In the end, Wright’s evolutionary picture, however beautifully described, also needs more than we see. The lack again lies with explanation. Why do we see this particular progression, with these particular, markedly different realities? At the very least, why is it not just a gradual progression, but rather one that makes such leaps in belief? For the most part, he doesn’t explain, only describes—as is common with the chronicling of history. Where later in the book he attempts explanation, he draws on the concept of the “meme,” the popular notion that beliefs, like genes, compete, with the best winning out. But this explanation helps us little, indeed only distracts. We are left with questions of why the different memes take such radically difference forms, and in particular, these specific forms. Creative Systems Theory Patterning in Time concepts provide answers to both questions. We need something like them if our “evolutionary” picture is to in fact be that, anything more than simple observation with an evolutionary label.
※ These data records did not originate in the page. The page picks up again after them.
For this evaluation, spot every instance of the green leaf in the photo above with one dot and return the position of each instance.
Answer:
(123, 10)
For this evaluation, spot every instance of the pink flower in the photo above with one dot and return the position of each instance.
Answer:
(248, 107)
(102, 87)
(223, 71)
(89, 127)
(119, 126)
In conclusion—a beautifully written book that makes sensitive observation and reaches conclusions consistent with the concept of Cultural Maturity. But without something like the concept of Cultural Maturity, and ultimately like the expanded developmental/evolutionary picture we find with Creative Systems Theory, it becomes claim without explanation. It also becomes much less helpful in supporting the kinds of outcomes that Wright wrote the book to help bring about.
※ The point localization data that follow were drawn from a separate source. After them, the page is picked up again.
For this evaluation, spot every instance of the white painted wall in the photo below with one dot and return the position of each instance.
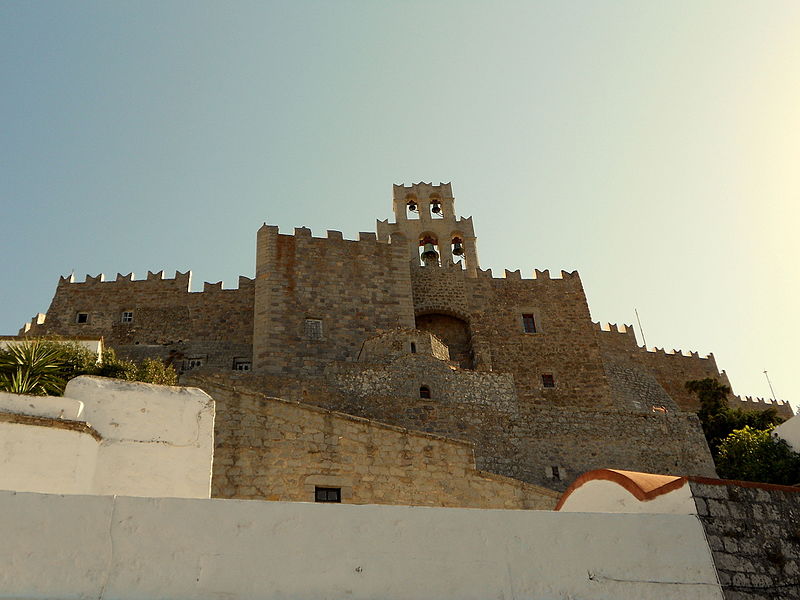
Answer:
(51, 407)
(161, 436)
(610, 497)
(126, 548)
(156, 441)
(789, 430)
(95, 346)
(Note: Creative Systems Theory argues that the concept of meme itself falls short wherever it is applied. Because it fails to distinguish between the simple Darwinian mechanisms biological evolution and more specifically conscious (creative) mechanisms of human cultural evolution it is fundamentally flawed. The terminology reflects the critical missing distinction. Again quoting Wright: “The biologist Richard Dawkins coined the term “meme” for units of culture, in part because it sounded like “gene” and he wanted to stress some parallels between cultural and biological evolution.” There are parallels between biological and cultural evolution. But there are also essential differences. Miss those differences and any depth of explanation escapes us. We are also left caught with beliefs that in the end reduce if not to a narrow scientism, at the least to a mechanistic view of life. Wright for the most part escapes this trap. Dawkins makes it his own kind of religion.)